Gaia's main goal is to study our Galaxy and its stellar content and to provide us with their highly accurate astrometric and photometric parameters. However the satellite will also survey many others objects. Especially Gaia will observe a few millions of galaxies and will give us a unique chance to access a whole sky survey of these objects, something that no ground-based survey has ever recorded. The high resolution of Gaia's observations, privilege of space astronomy, will allow the observation of small galaxies that could not be resolved from ground base surveys such as Sloan Digital Sky Survey. The "Extended Objects" DU470 of CU4 has dedicated efforts to try to recover and analyze the morphology of these galaxies.
The Gaia observations are very specific: the information from most windows is binned in the across scan direction of transit and the resulting information transmitted to earth is one-dimensional. Since objects will be observed, on average, ~80 times (depending on their position in the sky) in various transit angles, it is possible to numerically stack theses one-dimensional windows to produce a two dimensional map of their surrounding (radius<3"). A global fit of the individual transits, based on Evolutionary Algorithms and Radon transforms, is adopted to measure the morphological properties of the galaxies.
Nevertheless not all observations will be transmitted to earth. An onboard selection is performed by the Video Processing Algorithm (VPA). The VPA selects "starlike" profiles to be transmitted. Therefore many extended objects, such as some solar system objects and extended galaxies will be filtered out. It is important to understand the characteristics (morphologic types, light repartition, ...) of the objects that will pass this filter.
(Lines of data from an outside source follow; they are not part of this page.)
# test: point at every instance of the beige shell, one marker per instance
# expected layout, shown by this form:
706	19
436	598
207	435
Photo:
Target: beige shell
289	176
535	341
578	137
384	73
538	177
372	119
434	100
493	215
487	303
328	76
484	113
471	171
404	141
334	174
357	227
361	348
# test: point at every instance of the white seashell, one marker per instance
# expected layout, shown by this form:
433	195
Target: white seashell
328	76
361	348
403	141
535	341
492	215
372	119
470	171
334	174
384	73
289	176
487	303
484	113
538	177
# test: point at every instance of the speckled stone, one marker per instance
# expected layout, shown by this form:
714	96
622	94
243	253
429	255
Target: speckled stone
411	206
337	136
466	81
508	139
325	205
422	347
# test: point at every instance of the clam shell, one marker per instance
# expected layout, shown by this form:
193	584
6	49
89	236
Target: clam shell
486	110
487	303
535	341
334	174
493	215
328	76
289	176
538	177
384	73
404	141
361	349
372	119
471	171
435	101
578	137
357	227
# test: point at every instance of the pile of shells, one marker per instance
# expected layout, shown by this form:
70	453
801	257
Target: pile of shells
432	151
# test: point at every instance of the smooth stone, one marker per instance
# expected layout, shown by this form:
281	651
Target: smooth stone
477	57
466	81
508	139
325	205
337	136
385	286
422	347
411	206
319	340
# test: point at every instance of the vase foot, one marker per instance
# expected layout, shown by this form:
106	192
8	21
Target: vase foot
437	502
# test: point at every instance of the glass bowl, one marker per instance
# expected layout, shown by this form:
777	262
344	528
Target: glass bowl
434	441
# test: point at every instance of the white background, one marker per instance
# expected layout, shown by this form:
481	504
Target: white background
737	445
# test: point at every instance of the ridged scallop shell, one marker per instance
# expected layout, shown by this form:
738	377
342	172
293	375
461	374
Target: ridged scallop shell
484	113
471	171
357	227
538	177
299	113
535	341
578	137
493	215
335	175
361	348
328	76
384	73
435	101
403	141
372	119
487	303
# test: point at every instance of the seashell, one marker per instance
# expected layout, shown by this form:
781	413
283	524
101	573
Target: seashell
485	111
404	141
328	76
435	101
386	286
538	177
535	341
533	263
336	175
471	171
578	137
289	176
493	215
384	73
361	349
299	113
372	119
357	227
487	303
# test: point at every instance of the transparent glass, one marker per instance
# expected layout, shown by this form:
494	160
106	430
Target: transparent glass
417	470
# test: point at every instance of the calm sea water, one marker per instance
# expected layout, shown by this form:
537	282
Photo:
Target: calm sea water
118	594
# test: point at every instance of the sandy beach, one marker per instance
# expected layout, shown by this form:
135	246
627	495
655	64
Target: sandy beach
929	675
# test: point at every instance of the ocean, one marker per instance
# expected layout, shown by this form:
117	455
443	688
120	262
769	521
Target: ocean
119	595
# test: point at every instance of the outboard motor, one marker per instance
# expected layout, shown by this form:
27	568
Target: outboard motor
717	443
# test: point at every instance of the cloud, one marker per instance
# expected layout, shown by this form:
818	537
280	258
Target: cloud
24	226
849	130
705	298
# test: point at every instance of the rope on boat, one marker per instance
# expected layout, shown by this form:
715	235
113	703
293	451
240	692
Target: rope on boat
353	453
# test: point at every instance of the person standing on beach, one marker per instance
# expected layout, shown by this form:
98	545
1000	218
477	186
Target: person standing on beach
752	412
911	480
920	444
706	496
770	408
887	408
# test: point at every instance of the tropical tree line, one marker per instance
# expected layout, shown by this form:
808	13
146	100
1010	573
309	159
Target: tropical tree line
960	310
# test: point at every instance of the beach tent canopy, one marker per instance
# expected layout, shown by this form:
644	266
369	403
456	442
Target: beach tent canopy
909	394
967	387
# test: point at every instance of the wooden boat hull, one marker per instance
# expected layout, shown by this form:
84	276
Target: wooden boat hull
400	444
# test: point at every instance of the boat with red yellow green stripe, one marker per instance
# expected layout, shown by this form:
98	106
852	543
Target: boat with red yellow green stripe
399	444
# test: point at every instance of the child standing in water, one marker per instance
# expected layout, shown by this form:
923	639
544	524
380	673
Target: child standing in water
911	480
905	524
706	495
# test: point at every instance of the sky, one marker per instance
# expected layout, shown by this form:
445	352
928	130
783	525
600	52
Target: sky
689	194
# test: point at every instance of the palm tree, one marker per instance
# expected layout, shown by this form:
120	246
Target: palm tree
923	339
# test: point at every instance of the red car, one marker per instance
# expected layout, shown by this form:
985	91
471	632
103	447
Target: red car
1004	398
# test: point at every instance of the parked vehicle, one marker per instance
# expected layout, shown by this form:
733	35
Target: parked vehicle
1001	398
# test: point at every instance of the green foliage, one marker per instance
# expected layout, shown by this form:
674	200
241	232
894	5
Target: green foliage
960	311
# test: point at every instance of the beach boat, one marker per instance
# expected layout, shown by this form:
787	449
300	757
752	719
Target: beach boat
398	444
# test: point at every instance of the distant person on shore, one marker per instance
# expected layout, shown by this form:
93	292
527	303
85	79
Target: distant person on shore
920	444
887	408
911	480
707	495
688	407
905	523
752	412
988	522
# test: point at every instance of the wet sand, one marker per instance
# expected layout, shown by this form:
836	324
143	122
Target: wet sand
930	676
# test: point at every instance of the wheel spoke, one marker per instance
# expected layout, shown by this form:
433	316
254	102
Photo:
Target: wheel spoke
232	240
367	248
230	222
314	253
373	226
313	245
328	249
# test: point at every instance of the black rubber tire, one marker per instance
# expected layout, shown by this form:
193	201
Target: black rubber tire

The GIBIS simulator at the pixel level has since about one year included a version of the Video Processing Algorithm. DU470 has performed GIBIS simulations of the transits over 10 000 synthetic galaxies of extreme types (pure bulge and pure disc). The properties of the simulated objects covered the parameter space of disc radius between 0.2" and 2.0" and integrated magnitudes from G=14 to G=20. We present in this figure the probability of detection by Gaia of each type of objects. The main conclusion of this study is that pure disc galaxies will be very poorly detected while the vast majority of elliptical ones (pure bulge) will mostly be transmitted to earth.